An object with a mass of `5 kg` is lying still on a surface and is compressing a horizontal spring by `2 m`. If the spring's constant is `6 (kg)/s^2`, what is the minimum value of the surface's coefficient of static friction?

Answer 1

`mu_s = 0.245`

Explanation:

This problem works easier if the spring constant is in units of `N/m`. So I will prove that `kg/s^2 -= N/m`.

Multiply both sides of `kg/s^2 = N/m` by m,

`m * kg/s^2 = cancel(m) * N/cancel(m)`

Now we see that the expression is

`kg*m/s^2 = N`

These are the units of Newton's 2nd Law. So truly, `kg/s^2 -= N/m` and our spring constant can be written `6 N/m`.
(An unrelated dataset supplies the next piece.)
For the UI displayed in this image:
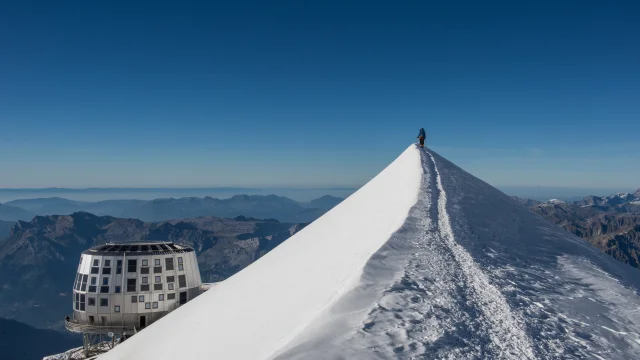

Since the spring has been compressed by 2 m, the force it is exerting on the object is

`6 N/cancel(m) * 2 cancel(m) = 12 N`

Since the object remains "still", the static friction, `F_s`, between the object and the surface must be 12 N -- in the opposite direction. The formula that gives the relationship between the force of static friction, `F_s`; the coefficient of static friction, `mu_s`; and the normal force pressing the 2 surfaces together, `N` is

`F_s = mu_s*N`

And `N` in this case is the weight, `W`, of the object, given by

`W = m*g = 5 kg*9.8 m/s^2 = 49 N`

Going back to the formula for `F_s`, and remembering that the static friction, `F_s`, between the object and the surface must be 12 N,

`12 N = mu_s*49 N`

Solving for `mu_s`

`mu_s = (12 N) / (49 N) = 0.245`

That is the minimum coefficient of static friction that will allow the object to remain still. A larger `mu_s` will also hold the object.

I hope this helps,
Steve